In part 1, we discussed the importance of security and how to create the Spring Boot project using Spring Security as a dependency. We also explored the essential components for authentication. Now we have a starting point.
Part 2 makes up the bulk of this book. In this part, we’ll dive into using Spring Security in application development. We’ll detail each of the Spring Security components and discuss different approaches you need to know when developing any real-world app. In part 2, you’ll find everything you need to learn about developing security features in apps with Spring Security, with plenty of example projects and two hands-on exercises. I’ll drive you through a path of knowledge with multiple subjects, from the basics to using OAuth 2, and from securing apps using imperative programming to applying security in reactive applications. And I’ll make sure what we discuss is well spiced with lessons I’ve learned in my experience with using Spring Security.
In chapters 3 and 4, you’ll learn to customize user management and how to deal with passwords. In many cases, applications rely on credentials to authenticate users. For this reason, discussing the management of user credentials opens the gate to further discussing authentication and authorization. We’ll continue with customizing the authentication logic in chapter 5. In chapters 6 through 11, we’ll discuss the components related to authorization.
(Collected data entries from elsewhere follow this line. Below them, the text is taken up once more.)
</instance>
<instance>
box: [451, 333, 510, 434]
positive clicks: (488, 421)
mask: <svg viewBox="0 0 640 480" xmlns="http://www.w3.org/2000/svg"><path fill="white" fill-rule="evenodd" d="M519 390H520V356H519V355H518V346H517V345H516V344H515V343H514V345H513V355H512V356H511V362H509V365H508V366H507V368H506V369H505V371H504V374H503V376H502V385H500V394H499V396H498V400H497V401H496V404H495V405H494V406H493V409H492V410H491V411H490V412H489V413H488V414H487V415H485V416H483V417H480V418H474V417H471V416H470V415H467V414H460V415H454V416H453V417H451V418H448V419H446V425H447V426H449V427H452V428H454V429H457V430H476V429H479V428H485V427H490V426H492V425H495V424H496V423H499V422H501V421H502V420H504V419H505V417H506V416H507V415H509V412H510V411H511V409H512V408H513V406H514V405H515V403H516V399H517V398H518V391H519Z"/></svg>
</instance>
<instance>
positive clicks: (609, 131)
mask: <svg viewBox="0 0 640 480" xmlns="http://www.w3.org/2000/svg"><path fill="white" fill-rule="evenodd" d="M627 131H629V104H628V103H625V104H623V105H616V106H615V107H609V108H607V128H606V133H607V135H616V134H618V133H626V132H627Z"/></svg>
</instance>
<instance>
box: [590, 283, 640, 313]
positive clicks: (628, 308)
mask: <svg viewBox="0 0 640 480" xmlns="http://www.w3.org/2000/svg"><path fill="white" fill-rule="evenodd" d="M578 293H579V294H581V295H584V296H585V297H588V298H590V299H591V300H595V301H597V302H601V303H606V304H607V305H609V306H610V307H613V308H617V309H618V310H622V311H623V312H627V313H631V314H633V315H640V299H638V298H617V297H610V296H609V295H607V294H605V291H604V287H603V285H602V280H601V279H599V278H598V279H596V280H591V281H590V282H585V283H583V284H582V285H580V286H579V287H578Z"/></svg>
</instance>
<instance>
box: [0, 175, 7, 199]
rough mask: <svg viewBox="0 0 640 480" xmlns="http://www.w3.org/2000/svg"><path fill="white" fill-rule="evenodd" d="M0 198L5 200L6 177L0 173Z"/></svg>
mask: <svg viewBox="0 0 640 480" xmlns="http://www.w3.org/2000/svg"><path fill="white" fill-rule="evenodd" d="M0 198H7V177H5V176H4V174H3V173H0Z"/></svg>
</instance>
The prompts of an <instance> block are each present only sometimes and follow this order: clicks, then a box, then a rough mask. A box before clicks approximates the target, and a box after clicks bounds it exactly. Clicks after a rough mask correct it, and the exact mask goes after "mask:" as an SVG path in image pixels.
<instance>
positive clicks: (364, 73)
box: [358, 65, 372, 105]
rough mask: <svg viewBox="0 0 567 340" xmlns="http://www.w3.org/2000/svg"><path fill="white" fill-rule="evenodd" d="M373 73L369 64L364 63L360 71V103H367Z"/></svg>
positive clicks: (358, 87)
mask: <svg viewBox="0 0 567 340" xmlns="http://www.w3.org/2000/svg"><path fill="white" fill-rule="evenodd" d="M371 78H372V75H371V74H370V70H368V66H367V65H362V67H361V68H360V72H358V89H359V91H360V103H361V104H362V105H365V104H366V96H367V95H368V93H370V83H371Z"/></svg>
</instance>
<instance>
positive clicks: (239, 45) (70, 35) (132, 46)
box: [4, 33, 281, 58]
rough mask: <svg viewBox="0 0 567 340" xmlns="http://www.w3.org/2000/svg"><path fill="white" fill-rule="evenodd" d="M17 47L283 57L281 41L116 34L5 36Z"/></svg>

Throughout all these chapters, you’ll learn how to deal with basic elements like user details managers, password encoders, authentication providers, and filters. Knowing how to apply these components and properly understanding them enables you to solve the security requirements you’ll face in real-world scenarios.
Nowadays, many apps, and especially systems deployed in the cloud, implement authentication and authorization over the OAuth 2 specification. In chapters 12 through 15, you’ll learn how to implement authentication and authorization in your OAuth 2 apps, using Spring Security. In chapters 16 and 17, we’ll discuss applying authorization rules at the method level. This approach enables you to use what you learn about Spring Security in non-web apps. It also gives you more flexibility when applying restrictions in web apps. In chapter 19, you’ll learn to apply Spring Security to reactive apps. And, because there’s no development process without testing, in chapter 20, you’ll learn how to write integrations tests for your security implementations.
Throughout part 2, you’ll find chapters where we’ll use a different way to address the topic at hand. In each of these chapters, we’ll work on a requirement that helps to refresh what you’ve learned, understand how more of the subjects we discussed fit together, and also learn applications for new things. I call these the “Hands-On” chapters.